Bouwhistorisch waardevolle elementen

Het koetshuis heeft, ondanks de herbestemming in de jaren tachtig, nog een groot aantal authentieke en bijzondere aspecten behouden:

  • Het overgrote deel van de oorspronkelijke poorten, luiken, deuren en kozijnen zijn behouden. Alle worden gekenmerkt door een rijke detaillering en vormgeving. Deze hebben een hoge bouwhistorische waarde vanwege de ouderdom, materialisatie en uitvoering. In de oorspronkelijke vensterkozijnen zijn overal nieuwe raamdelen geplaatst.

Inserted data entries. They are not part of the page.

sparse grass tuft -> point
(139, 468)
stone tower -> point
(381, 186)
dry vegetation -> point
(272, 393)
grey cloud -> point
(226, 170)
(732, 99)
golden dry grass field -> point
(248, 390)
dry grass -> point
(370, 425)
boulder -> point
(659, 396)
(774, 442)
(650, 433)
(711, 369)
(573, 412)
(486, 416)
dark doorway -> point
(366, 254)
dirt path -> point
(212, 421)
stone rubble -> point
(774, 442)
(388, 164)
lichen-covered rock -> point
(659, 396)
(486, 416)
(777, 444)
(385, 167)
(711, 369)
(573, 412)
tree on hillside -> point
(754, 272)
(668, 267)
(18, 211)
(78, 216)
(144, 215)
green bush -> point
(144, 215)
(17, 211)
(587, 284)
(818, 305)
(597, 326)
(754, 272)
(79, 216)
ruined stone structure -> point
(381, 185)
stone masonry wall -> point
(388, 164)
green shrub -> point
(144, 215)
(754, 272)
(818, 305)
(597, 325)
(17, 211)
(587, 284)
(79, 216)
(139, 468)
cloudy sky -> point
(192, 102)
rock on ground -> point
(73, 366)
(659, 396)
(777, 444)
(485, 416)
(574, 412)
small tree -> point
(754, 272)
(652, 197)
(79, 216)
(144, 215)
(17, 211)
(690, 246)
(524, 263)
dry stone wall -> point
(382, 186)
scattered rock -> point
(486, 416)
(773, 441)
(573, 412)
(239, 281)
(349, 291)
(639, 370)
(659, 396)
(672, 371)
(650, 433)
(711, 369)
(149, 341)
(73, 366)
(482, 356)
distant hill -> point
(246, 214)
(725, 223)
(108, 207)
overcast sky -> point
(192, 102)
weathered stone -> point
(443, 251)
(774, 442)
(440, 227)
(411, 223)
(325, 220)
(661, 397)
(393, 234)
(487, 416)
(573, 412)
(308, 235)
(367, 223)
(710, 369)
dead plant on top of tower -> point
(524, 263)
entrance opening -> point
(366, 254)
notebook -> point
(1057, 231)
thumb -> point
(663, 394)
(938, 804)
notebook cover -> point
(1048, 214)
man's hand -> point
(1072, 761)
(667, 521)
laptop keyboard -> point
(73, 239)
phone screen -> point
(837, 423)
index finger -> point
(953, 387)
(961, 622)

  • In de voorgevel zit in het linker volume een gevelsteen die herinnert aan de eerste steenlegging in 1863. Deze is gelegd door de toen driejarige kleinzoon van de bouwheer, beide Alexander Hendrik Metelerkamp genaamd. Dit was de kleinzoon die in 1911-1914 het koetshuis uitbreidt en in 1912-1914 de grote uitbreiding van het landhuis realiseert.
  • In de huidige entree en in een wandkast in het volume uit 1863 ligt nog een oorspronkelijke beklinkerde vloer. Deze vloer, gelegd in visgraatpatroon en afgewerkt met een knipvoeg.
  •   Bij het volume uit 1863 wordt de zolderverdieping overspannen door een viertal schenkelspanten (Philibertspanten). Dit type spant is kenmerkend voor de periode maar werd, vanwege het arbeidsintensieve karakter van de constructie (en de noodzaak voor gekromd hout) niet vaak toegepast. Met een dergelijk spant kon een grote overspanning zonder steunen of hanenbalken worden gerealiseerd.
  •   In het volume uit 1863 is een aantal elementen behouden die vanwege de ouderdom en typologie een hoge bouwhistorische waarde hebben. Dit geldt voor de blauwstenen drinkbakken en de erboven gelegen houten koof met lijstwerk, de oorspronkelijke waterpomp in de ronde nis, betegeld met witjes, met hardstenen bak en houten (houtimitatie) pomplichaam met zwengel en kraan.